UNITED STATES
SECURITIES AND EXCHANGE COMMISSION
Washington D.C. 20549

FORM 8-K
CURRENT REPORT

PURSUANT TO SECTION 13 OR 15(d)
OF THE SECURITIES EXCHANGE ACT OF 1934

Date of Report (Date of Earliest Event Reported): March 8, 2007

CHINA SECURITY & SURVEILLANCE
TECHNOLOGY, INC.
 

(Exact name of registrant as specified in its charter)

Delaware
000-50917
98-0509431
(State of Incorporation)
(Commission File No.)
(IRS Employer ID No.)
       
13/F, Shenzhen Special Zone Press Tower, Shennan Road
Futian, Shenzhen, China, 518034
(Address of Principal Executive Offices)
 

(86) 755-83765666
Registrant’s Telephone Number, Including Area Code:


Check the appropriate box below if the Form 8-K filing is intended to simultaneously satisfy the filing obligation of the registrant under any of the following provisions (see General Instruction A.2. below):

o Written communications pursuant to Rule 425 under the Securities Act (17 CFR.425)

o Soliciting material pursuant to Rule 14a-12 under the Exchange Act (17 CFR 240.14a-12)

o Pre-commencement communications pursuant to Rule 14d-2(b) under the Exchange Act (17 CFR 240.14d-2(b))

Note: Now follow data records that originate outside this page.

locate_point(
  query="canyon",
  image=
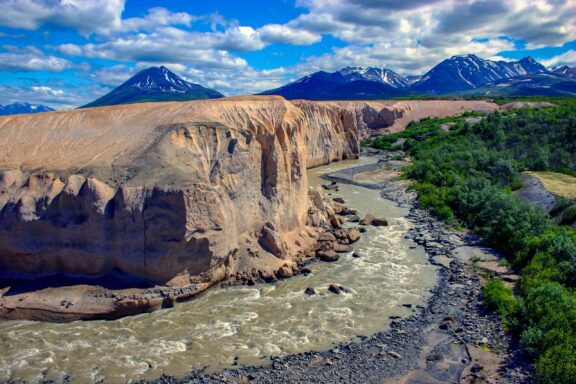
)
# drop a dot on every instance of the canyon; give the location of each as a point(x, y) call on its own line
point(180, 194)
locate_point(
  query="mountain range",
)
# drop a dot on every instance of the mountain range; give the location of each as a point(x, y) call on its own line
point(155, 84)
point(459, 75)
point(464, 75)
point(18, 108)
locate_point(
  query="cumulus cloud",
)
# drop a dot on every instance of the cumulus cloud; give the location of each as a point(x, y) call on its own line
point(155, 18)
point(284, 34)
point(86, 17)
point(31, 59)
point(62, 97)
point(410, 37)
point(567, 58)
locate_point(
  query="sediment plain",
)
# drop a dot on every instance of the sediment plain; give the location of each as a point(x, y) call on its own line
point(179, 195)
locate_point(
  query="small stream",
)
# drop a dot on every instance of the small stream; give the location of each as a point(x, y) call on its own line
point(248, 324)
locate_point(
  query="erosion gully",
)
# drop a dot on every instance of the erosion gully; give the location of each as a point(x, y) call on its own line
point(240, 325)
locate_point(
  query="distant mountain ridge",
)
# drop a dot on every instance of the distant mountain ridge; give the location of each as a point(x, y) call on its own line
point(20, 108)
point(155, 84)
point(464, 74)
point(461, 73)
point(347, 83)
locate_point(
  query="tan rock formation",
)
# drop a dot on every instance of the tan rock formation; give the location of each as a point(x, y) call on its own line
point(173, 192)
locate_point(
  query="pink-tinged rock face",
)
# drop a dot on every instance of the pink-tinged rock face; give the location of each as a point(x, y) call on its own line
point(165, 190)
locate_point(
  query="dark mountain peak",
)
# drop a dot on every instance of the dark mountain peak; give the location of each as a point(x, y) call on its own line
point(155, 84)
point(348, 83)
point(465, 72)
point(566, 71)
point(379, 75)
point(469, 56)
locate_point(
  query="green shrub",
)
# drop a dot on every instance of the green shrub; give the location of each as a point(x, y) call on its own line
point(569, 216)
point(557, 365)
point(498, 297)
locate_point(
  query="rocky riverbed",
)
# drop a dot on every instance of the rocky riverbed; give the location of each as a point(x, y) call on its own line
point(450, 339)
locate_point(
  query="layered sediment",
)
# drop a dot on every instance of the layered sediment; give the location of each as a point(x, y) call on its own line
point(181, 194)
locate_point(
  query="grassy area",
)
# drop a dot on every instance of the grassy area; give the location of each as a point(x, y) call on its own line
point(557, 183)
point(466, 176)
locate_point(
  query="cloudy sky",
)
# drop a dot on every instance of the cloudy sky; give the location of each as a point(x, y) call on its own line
point(64, 53)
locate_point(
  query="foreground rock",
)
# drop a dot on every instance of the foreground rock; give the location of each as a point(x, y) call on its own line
point(451, 339)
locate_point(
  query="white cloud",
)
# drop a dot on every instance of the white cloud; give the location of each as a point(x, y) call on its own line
point(86, 17)
point(47, 91)
point(284, 34)
point(157, 17)
point(61, 97)
point(567, 58)
point(31, 59)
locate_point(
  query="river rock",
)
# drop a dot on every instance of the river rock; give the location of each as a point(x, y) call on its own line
point(327, 236)
point(285, 272)
point(182, 186)
point(379, 222)
point(330, 187)
point(328, 256)
point(353, 235)
point(353, 219)
point(271, 241)
point(310, 291)
point(367, 220)
point(335, 288)
point(341, 248)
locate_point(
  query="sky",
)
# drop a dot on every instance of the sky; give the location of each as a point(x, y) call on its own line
point(66, 53)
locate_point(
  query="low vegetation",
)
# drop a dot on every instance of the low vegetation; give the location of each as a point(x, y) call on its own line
point(467, 175)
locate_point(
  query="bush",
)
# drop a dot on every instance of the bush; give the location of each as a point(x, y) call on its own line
point(557, 365)
point(498, 297)
point(569, 216)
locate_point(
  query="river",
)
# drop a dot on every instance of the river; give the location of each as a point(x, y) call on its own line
point(243, 324)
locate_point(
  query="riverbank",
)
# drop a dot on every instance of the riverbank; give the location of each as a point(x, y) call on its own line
point(450, 339)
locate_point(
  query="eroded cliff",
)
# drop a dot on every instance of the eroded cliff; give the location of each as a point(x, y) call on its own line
point(176, 193)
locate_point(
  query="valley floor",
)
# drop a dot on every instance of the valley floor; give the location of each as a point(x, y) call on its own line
point(451, 339)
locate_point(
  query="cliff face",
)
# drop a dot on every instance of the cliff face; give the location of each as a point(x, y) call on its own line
point(165, 190)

o Pre-commencement communications pursuant to Rule 13e-4(c) under the Exchange Act (17 CFR 240.13e-4(c))

 
 

 
 
Item 8.01. Other Events

On February 7, 2007, the board of directors of China Security & Surveillance Technology, Inc. (the “Company”) adopted its 2007 Equity Incentive Plan (the “2007 Plan”), which provides for grants of stock options, stock appreciation rights, performance units, restricted stock, restricted stock units and performance shares (collectively, the “Awards”). Thereafter, on February 16, 2007, the Company filed a Registration Statement on Form S-8 registering the shares issuable pursuant to the 2007 Plan.

On February 27, 2007, the Company granted an aggregate of 1,052,100 shares of restricted stock pursuant to the 2007 Plan to 383 employees and consultants of the company. These shares will vest with respect to each of the 383 employees and consultants over a period of four (4) years. The form of Restricted Stock Grant Agreement entered into with all 383 employees and consultants is attached as Exhibit 99.1 to this Current Report.

Included among restricted stock grants to the 383 employees and consultants, the Company approved equity awards to certain of its executive officers and directors. The amount of equity awards are as follows:
 
Name of Participant
 
Address of Participant
 
Total No. of Shares
         
Guoshen Tu
 
Chief Executive Officer, President and Director
 
30,000
         
Yap Wing Khai Terence
 
Chief Financial Officer, Vice President and Director
 
30,000
         
Lingfeng Xiong
 
Vice President, Director and Secretary
 
30,000
         
Jianguo Jiang
 
Vice President and Director
 
30,000
         
Total
     
120,000
 
The terms and conditions of each of the 383 restricted stock grants, including the above named officers and directors, are materially consistent with the previously disclosed terms of the 2007 Plan. All of the terms of the 2007 plan, including those discussed in this Current Report, are qualified by reference to the provisions of the 2007 Plan, attached as Exhibit 99.1 to the Company’s Current Report on Form 8-K filed with the Commission on February 13, 2007.
 
Item 9.01. Financial Statements and Exhibits

(d) Exhibits

99.1  Form of Restricted Stock Grant Agreement

 
 

 

SIGNATURES

Pursuant to the requirements of the Securities Exchange Act of 1934, the registrant has duly caused this report to be signed on its behalf by the undersigned hereunto duly authorized.
 
 
China Security & Surveillance Technology, Inc.